Centre of non-Abelian Group G, Order 6, is Trivial

Question

Claim: Let $G$ be a non-Abelian group, $\lvert{G}\rvert=6$. Then $Z(G)=1$.

Attempt so far: We know by Lagrange's Theorem that, since $Z(G)\leq G$, we have that $n:= \lvert G\rvert\in\{1,2,3,6\}$, and that since the centre is Abelian that $Z(G)\neq G$, i.e. $n\neq 6$. We then need to rule out the cases where $n=2,3$?

I know that $$ Z(G)=\bigcap_{g\in G} C_G(g)=\bigcap_{g\in G}\{h\in G:hg=gh\}, $$ but I'm not entirely sure how to use this. I guess it is sufficient to find $g\in G$ such that $C_G(g)=1$, however I'm not sure how to go about doing so.

Thanks in advance.

Answer 1

Another approach uses the following well-known fact which is easy to prove:

If $G/Z(G)$ is cyclic then $G$ is abelian

Indeed, if $G$ has order $6$ and $Z(G)$ is not trivial, then $G/Z(G)$ has order $1$, $2$, or $3$. In all cases, $G/Z(G)$ is cyclic and so $G$ is abelian.

Answer 2

Apparently we get to use Lagrange's Theorem but no other theorems. So here is an argument that doesn't use anything else.

By pairing every element off with its inverse, we see that the identity and therefore (6 is even) at least one other element is self-inverse.

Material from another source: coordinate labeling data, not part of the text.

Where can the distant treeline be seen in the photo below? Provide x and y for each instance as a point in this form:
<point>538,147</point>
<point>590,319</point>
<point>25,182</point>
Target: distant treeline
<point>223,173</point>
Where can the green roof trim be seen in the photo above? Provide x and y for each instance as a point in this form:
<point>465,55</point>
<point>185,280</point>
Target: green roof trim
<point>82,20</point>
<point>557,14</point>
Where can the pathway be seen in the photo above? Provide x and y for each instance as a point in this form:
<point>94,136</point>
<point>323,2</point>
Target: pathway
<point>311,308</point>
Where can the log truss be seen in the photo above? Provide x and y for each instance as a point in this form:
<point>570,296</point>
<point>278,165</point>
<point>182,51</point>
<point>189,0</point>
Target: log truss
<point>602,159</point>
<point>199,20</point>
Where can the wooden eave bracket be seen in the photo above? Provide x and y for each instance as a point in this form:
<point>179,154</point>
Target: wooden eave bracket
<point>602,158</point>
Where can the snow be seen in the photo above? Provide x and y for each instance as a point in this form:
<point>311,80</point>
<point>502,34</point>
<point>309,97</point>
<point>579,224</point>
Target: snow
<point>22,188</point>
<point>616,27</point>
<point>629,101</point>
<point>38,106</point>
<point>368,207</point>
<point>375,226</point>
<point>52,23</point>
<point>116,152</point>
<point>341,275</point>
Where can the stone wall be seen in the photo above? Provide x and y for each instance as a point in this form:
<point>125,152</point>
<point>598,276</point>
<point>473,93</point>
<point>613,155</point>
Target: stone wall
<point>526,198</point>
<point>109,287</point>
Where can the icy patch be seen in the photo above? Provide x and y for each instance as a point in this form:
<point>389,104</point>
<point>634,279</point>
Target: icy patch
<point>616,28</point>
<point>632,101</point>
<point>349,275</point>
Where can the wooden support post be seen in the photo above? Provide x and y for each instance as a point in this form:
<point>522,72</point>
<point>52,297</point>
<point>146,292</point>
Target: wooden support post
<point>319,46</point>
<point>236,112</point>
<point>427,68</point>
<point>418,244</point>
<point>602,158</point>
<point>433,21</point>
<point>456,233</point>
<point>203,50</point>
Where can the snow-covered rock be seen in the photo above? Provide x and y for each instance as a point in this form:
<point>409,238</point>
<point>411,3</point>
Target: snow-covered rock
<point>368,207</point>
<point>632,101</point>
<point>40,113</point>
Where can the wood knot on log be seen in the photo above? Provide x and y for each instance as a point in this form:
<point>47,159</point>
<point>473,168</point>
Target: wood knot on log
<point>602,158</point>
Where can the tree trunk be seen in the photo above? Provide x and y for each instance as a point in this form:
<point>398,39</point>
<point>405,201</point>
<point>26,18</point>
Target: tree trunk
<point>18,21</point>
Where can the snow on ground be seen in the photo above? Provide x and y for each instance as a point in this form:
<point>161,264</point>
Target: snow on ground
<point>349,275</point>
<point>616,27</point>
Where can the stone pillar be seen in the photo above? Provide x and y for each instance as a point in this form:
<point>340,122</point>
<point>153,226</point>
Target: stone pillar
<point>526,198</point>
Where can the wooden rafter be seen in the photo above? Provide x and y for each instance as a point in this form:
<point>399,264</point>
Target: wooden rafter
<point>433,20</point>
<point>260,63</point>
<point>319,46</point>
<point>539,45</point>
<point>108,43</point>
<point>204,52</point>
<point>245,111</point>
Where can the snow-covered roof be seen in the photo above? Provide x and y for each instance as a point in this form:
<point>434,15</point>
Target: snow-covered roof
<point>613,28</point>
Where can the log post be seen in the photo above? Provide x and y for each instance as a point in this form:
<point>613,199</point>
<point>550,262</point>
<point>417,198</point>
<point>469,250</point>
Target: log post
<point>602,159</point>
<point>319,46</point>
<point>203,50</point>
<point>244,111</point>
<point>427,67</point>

So let $t\not=1$ be self inverse, that is of order 2.

By Lagrange every element $g\in G$ has order dividing $6$: that is 1,2,3, or 6.

If any element $g$ is of order 6, then $G=\{1,g,g^2,g^3,g^4,g^5\}$ is abelian - which it is not.

If every non-identity element is order 2, then for any $x,y\in G$ we have $(xy)^2=1$, $x^2=1$, and $y^2=1$ so that $$ yx=xx(yx)yy=x((xy)^2)y=xy.$$ But $G$ is not abelian so this does not happen.

So we have that $G$ must have an element $d$ of order $3$ and an element $t$ of order $2$.

If $C(d)>\{1,d,d^2\}$ then by Lagrange $C(d)=G$. In that case $d,t$ commute and so $dt$ has order 6, which as we've seen is not so.

If $C(t)>\{1,t\}$ then by Lagrange $C(t)=G$. In that case $d,t$ commute and so $dt$ has order 6, which as we've seen is not so.

Hence $Z(G)\leqslant C(d)\cap C(t)=\{1,d,d^2\}\cap\{1,t\}=\{1\}$ as required.

Answer 3

Let $G$ be a group of order $6$, and suppose it is not abelian. By Cauchy's theorem, there is an element $s$ of order $2$ and an element $r$ of order $3$. If these commute, then $rs$ has order $6$ and $G$ is abelian, so they cannot commute. Moreover, since $r$ has order three, it has index two in $G$ and thus generates a normal subgroup. It follows that $srs^{-1}$ has order $3$ and belongs to $\langle r\rangle$, so by our restrictions the only option is that $srs=r^{-1}$. This shows that $G$ is isomorphic to $S_3=D_3=\langle r,s\mid r^3,s^2,(sr)^2\rangle$, and every symmetric group of order $>2$ is centerless: if $\sigma$ is a non-identity permutation then there are $i,j$ such that $\sigma(i) = j$. Pick $k$ different from these, and note that if $\tau=(ik)$, then $\sigma\tau(j) = i$ while $\tau\sigma(j)=k$. Alternatively, $D_n$ is centerless for $n$ odd and has center generated by $r^{n/2}$ for $n$ even.